Re: [PATCH 6/6] x86/mm: Avoid mmap lock for shadow stack pop fast path

From: Suren Baghdasaryan

Date: Wed May 13 2026 - 21:44:54 EST

On Tue, May 5, 2026 at 9:39 AM Dave Hansen <dave.hansen@xxxxxxxxx> wrote:
>
> On 5/4/26 16:15, Edgecombe, Rick P wrote:
> >
> > I guess the problem is the lock ordering. Not sure if there is any slow path
> > avoidance details that could make this splat a false positive. But how about
> > this simpler munmap() case:
> >
> > Shadow stack signal munmap()
> > ------------------- --------
> > vma_start_read() (VM_SHADOW_STACK check)
> > mmap_write_lock()
> > mmap_read_lock() (user fault) <- deadlock
> > vma_start_write() <-deadlock
>
> It's a little more complicated than that in practice, but I think you're
> right.
>
> I'm not sure when this would happen in practice because the fault is
> actually on the VMA that's being held for read. So I think another
> writer would have had to sneak in there and zap the VMA.

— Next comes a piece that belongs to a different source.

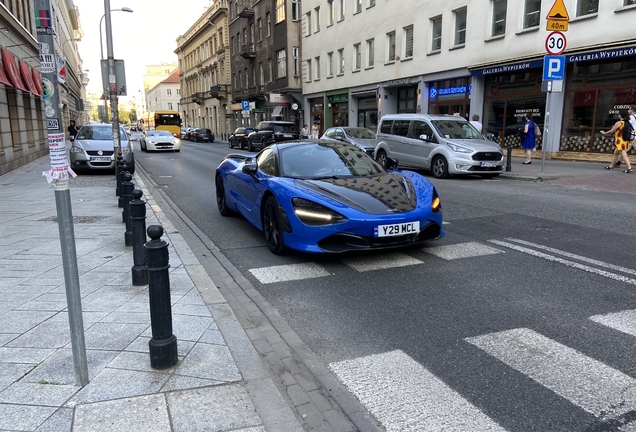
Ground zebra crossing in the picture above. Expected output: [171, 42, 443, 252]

Not necessarily to zap the VMA but to modify it, which requires
write-locking it (split, merge, remap, etc). Note that write-locking a
VMA always involves mmap_write_lock() followed by vma_start_write(),
IOW we end up write-locking both mmap and per-VMA locks in that order.

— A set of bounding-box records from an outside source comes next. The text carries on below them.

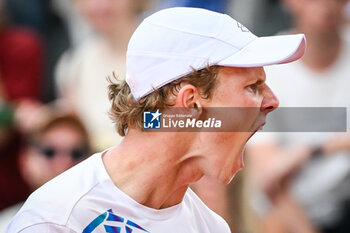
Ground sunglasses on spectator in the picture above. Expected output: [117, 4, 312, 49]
[36, 145, 90, 160]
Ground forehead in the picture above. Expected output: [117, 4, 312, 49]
[219, 66, 266, 82]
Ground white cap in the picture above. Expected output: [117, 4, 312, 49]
[126, 7, 306, 100]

The lock ordering when we take both mmap and per-VMA locks is to
always take mmap_lock first, followed by the per-VMA lock. With this
change we read-lock the VMA first and then call
get_shstk_data()->get_user()->might_fault()->might_lock_read(mm->mmap_lock).
So, we take per-VMA read-lock and then mmap_read_lock and that's the
problem.

>
> The funny thing is that the fault handler is really just trying to find
> the VMA. The thing causing the fault *has* the VMA. So it's as simple as
> just passing the VMA down into the fault handler, right? How hard could
> it be? ;)
>
> There are still games to play, but they all involve dropping locks and
> retrying, like:
>
> retry:
> vma = lock_vma_under_rcu()
> // muck with VMA
> pagefault_disable() // avoid deadlock
> ret = copy_from_user()
> pagefault_enable()
> vma_end_read();
>
> if (!ret)
> return SUCCESS;
>
> mmap_read_lock()
> vma = vma_lookup()
> mmap_read_unlock() // avoid deadlock before touching userspace
> // check for valid VMA to avoid looping when there is no VMA
> if (!vma)
> return -ERRNO;
>
> // uh oh, slow path, something faulted
> get_user_pages()??
> //or
> copy_from_user() without the VMA??
>
> goto retry;
>
>
> This also needs some very careful thought, but something like this
> should work, where we avoid fault handling (and lock taking) in the
> actual #PF and do it in a context where the VMA lock is held:
>
> vma = lock_vma_under_rcu();
> pagefault_disable() // avoid deadlock
>
> while (1) {
> ret = copy_from_user()
> if (!ret)
> break;
> handle_mm_fault(vma, address, FAULT_FLAG_VMA_LOCK...);
> };
>
> pagefault_enable()
> vma_end_read();
>
> That's effectively just short-circuiting the #PF code which does the:
>
> vma = lock_vma_under_rcu(mm, address);
> ...
> fault = handle_mm_fault(vma, address, ... FAULT_FLAG_VMA_LOCK)
>
> sequence _itself_.

IMHO that looks more complex than the original speculation+retry solution :)